Named frameworks / concepts introduced

  1. Context as the durable investment — "our agent architectures, they change every day… your context is your durable investment."
  2. Evals as unit tests for agents — "Evals are the same in this world with agentic. They are the unit test for your agents." Implication: shared skills can be modified PR-style like a shared library, with evals enforcing the contract.
  3. The KB-article-to-skill pipeline (Story 1) — GitHub-action-style pipeline triggered on KB article update → LLM classifies change as minor/moderate/major → LLM updates the corresponding skill → evals run → minor + passing = auto-release; major = human review; new topic = new eval required.
  4. The skill-as-onboarding-vehicle pattern (Story 2) — package a framework as an installable skill, distribute via a registry (he mentions Tessell), let each team's coding agent apply it on their behalf. Avoids onboarding meetings nobody pays attention to.
  5. Paired skill.md (for agents) + README.md (for humans) + deterministic sync to Confluence (for non-git users) — single source of truth in a git repo, "very simple… deterministic conversion" from markdown to Confluence HTML. "Don't have an LLM update Confluence. Many can do that too, but it's kind of token heavy."
  6. JSONL over JSON for eval datasets — "each example for each eval is an individual line. Your coding agent can make more precise edits on the data set."
  7. Environment-aware eval invocation — evals point at an endpoint, not a Python import. Same eval script runs locally, in staging, and in CI. Assertions check tool calls, parameters, token spend, and latency baselines via the observability system (LangSmith).
  8. Semantic versioning maturity ladder — 0.0.x (use yourself, share with a few) → 0.x (becoming stable) → 1.0 (promise of reliability).
  9. Humans at the extremes, not the middle — "Your humans either go far on the left or far on the right, but in between, you should not be wasting your time. Should not be caring about the text if your engineers are reviewing text diffs on a skill, you are wasting a lot of time."
  10. Let the small model build its own skill — "if you want a smaller model to do this workflow, let the small model build the skill for itself… 'how do you want to organize this information so you can be more efficient with it?'"

Open questions / not covered

  • How to evaluate non-text agent outputs (e.g.
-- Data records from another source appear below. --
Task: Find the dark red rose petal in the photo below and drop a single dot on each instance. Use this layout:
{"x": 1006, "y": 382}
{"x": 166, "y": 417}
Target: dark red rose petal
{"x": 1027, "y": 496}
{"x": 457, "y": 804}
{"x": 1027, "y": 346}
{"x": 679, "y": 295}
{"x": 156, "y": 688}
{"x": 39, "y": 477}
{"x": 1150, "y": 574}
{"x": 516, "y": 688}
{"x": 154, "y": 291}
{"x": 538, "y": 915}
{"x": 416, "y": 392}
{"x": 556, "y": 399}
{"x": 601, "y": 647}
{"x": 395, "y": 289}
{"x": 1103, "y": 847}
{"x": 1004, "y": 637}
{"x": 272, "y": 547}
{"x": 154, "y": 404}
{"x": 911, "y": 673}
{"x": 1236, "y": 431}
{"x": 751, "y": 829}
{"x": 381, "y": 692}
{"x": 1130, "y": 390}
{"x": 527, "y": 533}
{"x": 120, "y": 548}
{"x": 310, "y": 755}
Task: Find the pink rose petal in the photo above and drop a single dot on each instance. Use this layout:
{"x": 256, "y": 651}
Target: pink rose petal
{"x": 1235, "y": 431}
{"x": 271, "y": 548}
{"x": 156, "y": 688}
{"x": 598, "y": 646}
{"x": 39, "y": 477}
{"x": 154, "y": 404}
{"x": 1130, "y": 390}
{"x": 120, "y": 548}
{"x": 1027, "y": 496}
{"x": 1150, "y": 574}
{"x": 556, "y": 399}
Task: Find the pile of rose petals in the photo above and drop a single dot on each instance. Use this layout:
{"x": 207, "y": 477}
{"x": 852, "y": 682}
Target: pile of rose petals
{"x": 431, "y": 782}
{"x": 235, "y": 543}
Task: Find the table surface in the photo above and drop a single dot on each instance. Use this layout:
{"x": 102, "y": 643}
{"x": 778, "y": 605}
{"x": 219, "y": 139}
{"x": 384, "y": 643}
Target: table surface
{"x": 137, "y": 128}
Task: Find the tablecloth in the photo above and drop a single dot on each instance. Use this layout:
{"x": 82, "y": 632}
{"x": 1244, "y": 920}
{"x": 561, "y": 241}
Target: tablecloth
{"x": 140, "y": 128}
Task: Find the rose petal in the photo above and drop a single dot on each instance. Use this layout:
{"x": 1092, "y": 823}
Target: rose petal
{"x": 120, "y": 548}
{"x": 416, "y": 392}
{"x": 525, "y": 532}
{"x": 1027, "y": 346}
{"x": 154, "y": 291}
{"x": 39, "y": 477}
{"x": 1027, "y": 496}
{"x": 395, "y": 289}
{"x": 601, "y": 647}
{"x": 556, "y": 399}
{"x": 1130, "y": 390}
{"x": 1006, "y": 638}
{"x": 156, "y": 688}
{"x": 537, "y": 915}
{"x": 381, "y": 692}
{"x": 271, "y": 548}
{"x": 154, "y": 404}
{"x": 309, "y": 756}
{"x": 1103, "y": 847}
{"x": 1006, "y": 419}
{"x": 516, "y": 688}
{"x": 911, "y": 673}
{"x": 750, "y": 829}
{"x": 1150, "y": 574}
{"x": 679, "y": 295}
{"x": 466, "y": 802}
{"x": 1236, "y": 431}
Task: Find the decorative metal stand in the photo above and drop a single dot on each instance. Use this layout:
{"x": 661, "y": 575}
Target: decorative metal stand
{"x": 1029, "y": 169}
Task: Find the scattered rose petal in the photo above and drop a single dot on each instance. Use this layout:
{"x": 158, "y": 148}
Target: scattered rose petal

UI actions, multi-step tool chains beyond tool-call assertions) — only the LangSmith-style observability-based assertion pattern is described.
  • Specific eval framework code or schema — he describes constraints (JSONL, baseline schema, endpoint invocation) but does not show the schema itself. An audience member asks for further reading; he defers to a one-on-one chat.
  • Skill discovery / search at scale — when asked about orchestrating users to the right skill across hundreds of skills, he says "figuring out how to index your skills so they're searchable by an agent generally is the answer how you do that kind of depends on what your tooling is being used" and mentions Tessell, but does not present a worked solution.
  • Per-project vs. shared skill repository tradeoffs — confirms "each engineering team kind of has their own skills repo… one repo for like all of our team skills" but doesn't dive into mono- vs. multi-repo tradeoffs.
  • Specific model names or vendor comparisons — he names Opus, Haiku, "GPT medium reasoning", and mentions Claude Code, Codex/dev, GitHub Copilot CLI, but does not benchmark or rank them.
  • Security/IP considerations of LLM-edited skills — not addressed.
  • How to write a good eval for a non-deterministic task — acknowledged as harder ("a little more complicated with the non deterministic nature of all LLMs") but no recipe given.
  • The Sourcefire-acquired automation backstory referenced in his bio (industry award over a decade later) is not described in the talk itself.